Duke of Mei (郿公) (posthumous)
- Successor: Cao Fan

Marquis of Mei (郿侯)
- Tenure: 217 – 218
- Born: Unknown
- Died: 218

Names
- Family name: Cao (曹) Given name / Courtesy name: Zizheng (子整)

Posthumous name
- Duke Dai (戴公)
- House: House of Cao
- Father: Cao Cao
- Mother: Lady Li

= Cao Zizheng =

Son of Chinese warlord Cao Cao (d. 218)

Cao Zizheng (died 218) was a son of Cao Cao, a warlord who rose to power in the late Eastern Han dynasty and laid the foundation for the state of Cao Wei in the Three Kingdoms period of China. His mother was Lady Li (李姬), a concubine of Cao Cao. She also bore Cao Cao two other sons: Cao Zicheng and Cao Zijing. As his uncle Cao Shao (曹紹) had no heir, Cao Zizheng was adopted as Cao Shao's son. In 217, he was enfeoffed as the Marquis of Mei (郿侯). He died in the following year without a son to succeed him.
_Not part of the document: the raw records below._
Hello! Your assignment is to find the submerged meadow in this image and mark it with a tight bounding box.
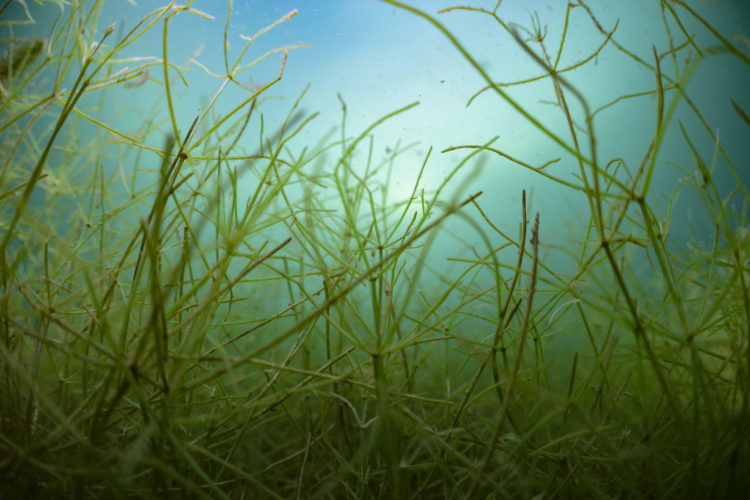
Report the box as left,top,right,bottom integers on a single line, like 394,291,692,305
0,0,750,498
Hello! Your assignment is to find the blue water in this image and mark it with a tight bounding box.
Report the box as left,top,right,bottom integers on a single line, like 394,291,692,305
3,0,750,270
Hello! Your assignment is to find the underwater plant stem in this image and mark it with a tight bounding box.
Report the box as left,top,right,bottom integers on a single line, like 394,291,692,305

In 220, Cao Zizheng's half-brother Cao Pi became the first emperor of the Cao Wei state after usurping the throne from Emperor Xian, the last emperor of the Han dynasty. The following year, he honoured Cao Zizheng with the posthumous title "Duke Dai of Mei" (郿戴公), and ordered Cao Fan (曹範), a son of Cao Ju, to be Cao Zizheng's heir. In 222, Cao Pi enfeoffed Cao Fan as the Marquis of Pingshi (平氏侯), but changed his title to Marquis of Chengwu (成武侯) in the following year. In 229, Cao Pi's successor, Cao Rui, promoted Cao Fan from a marquis to a duke. Cao Fan died in 235 without a son to succeed him, and was posthumously honoured as "Duke Dao" (悼公). In 236, Cao Rui ordered Cao Chan (曹闡), Cao Fan's younger brother, to be Cao Fan's heir. Cao Chan thus became the new Duke of Mei (郿公). Throughout the reigns of the subsequent Wei emperors, the number of taxable households in Cao Chan's dukedom increased until it reached 1,800.